Re: Sometimes it does ... sometimes it doesn't

Posted: Fri Jan 03, 2014 5:06 am
by rszemeti
I've tried with stock 'Automator' code, stripped down to essentials, removed all the events and polling with the exception of the usbPoll(); loop ... and still get pretty much the same result .. disconnecting the JTAG debugger and running production rather than debug code seems to make a little improvement, but maybe I'm imagining it, but even so, just acquiring manufacturer and product from the device fails about 25% of the time, which is core v-usb functionality,

Seems to generally be the same -84 error .. which apparently is EILSEQ .. a CRC error. Sometimes it -71, a EPROTO protocol error

The USB waveform looks really crisp and is going 0V to 3.3V rail to rail, or as close as you can imagine, the 1K5 pulls up to around 3V so it looks about right.
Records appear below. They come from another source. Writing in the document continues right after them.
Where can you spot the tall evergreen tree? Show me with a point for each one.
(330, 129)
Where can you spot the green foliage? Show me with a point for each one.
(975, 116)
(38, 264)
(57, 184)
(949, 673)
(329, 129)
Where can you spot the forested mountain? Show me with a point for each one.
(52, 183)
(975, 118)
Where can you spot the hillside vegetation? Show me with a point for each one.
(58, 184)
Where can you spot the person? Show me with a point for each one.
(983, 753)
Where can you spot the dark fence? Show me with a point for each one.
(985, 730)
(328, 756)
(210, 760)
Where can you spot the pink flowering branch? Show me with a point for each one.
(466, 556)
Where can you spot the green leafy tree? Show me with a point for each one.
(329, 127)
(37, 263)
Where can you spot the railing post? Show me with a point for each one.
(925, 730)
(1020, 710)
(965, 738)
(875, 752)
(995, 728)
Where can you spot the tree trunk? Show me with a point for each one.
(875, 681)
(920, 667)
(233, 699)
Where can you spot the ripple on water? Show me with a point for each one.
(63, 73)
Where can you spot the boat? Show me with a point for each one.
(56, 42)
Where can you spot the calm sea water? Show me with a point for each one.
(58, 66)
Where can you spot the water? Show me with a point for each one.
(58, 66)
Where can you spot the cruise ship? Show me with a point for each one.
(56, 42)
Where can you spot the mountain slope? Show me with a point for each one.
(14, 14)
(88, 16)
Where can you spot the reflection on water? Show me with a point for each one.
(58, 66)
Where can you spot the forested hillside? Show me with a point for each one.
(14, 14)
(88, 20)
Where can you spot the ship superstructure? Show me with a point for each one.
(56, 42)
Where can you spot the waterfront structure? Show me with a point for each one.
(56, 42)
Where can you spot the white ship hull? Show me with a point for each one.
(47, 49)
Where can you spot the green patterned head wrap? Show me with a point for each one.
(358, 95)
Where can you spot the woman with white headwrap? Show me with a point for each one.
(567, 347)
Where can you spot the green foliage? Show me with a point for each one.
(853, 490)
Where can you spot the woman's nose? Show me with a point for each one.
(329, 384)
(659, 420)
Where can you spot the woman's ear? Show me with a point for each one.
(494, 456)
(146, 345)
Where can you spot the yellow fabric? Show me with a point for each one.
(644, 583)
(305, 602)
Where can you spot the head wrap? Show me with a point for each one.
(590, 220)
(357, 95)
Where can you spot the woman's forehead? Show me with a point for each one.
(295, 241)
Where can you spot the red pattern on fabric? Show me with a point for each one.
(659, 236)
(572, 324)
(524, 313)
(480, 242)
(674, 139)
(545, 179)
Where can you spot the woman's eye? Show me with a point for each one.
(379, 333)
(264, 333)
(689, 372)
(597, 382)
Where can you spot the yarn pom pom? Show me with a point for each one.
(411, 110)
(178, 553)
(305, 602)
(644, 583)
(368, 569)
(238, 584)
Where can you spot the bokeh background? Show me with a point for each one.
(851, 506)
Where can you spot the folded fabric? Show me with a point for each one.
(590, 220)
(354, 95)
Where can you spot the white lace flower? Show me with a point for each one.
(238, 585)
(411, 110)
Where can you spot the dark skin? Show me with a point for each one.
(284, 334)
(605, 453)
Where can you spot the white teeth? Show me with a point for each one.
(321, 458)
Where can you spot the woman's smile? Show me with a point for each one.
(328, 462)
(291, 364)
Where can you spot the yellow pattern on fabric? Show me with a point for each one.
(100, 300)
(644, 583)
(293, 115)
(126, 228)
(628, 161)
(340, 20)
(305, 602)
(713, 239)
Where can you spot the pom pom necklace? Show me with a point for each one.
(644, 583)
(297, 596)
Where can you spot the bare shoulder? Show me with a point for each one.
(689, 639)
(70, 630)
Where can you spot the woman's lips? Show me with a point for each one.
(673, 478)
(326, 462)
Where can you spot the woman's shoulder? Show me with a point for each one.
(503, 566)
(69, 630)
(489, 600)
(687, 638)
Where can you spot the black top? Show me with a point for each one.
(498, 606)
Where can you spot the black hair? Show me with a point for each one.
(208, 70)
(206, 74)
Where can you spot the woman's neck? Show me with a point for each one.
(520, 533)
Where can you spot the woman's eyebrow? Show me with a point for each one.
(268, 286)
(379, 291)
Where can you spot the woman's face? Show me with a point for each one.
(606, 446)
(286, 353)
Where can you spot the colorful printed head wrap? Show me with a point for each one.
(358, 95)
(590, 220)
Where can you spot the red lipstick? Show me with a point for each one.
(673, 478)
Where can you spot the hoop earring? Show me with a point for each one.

Just trying the standard automator 'download file' I get it to work around 50% of the time ... still seeing protocol errors when trying to probe the manufacrturer and product

Code: Select all

f652f480 1711975673 S Ci:6:099:0 s 80 06 0301 0409 00ff 255 <
f652f480 1711990667 C Ci:6:099:0 0 26 = 1a037700 77007700 2e006f00 62006400 65007600 2e006100 7400


and next time

Code: Select all

f23a0e80 1713236684 S Ci:6:099:0 s 80 06 0301 0409 00ff 255 <
f23a0e80 1713251665 C Ci:6:099:0 -71 26 = 1a037700 77007700 2e006f00 62006400 65007600 2e006100 7400


The probe is the same, the received packet is the same, but Linux seems to think there is a protocol error ... the notes I can find on the 'net say:

81 -EPROTO (*, **) a) bitstuff error
82 b) no response packet received within the
83 prescribed bus turn-around time
84 c) unknown USB error
85
86 -EILSEQ (*, **) a) CRC mismatch
87 b) no response packet received within the
88 prescribed bus turn-around time
89 c) unknown USB error
90
91 In cases b) and c) either -EPROTO or -EILSEQ
92 may be returned. Note that often the controller
93 hardware does not distinguish among cases a),
94 b), and c), so a driver cannot tell whether
95 there was a protocol error, a failure to respond
96 (often caused by device disconnect), or some
97 other fault.


By the way the packets look identical, but there is a protocol error ... I would say its either timing related or something deeper in the handshake?

Solved

Posted: Fri Jan 03, 2014 8:36 pm
by rszemeti
Sorted.

At some point I had uncommented the line:

// #define USB_INTR_CFG MCUCR

in usbconfig.h ... which caused it to work erratically ... for reasons not totally clear to me ... I think I did that while trying to configure for INT2

but anyway commenting that line out again that solved it, and it runs on INT2 just fine.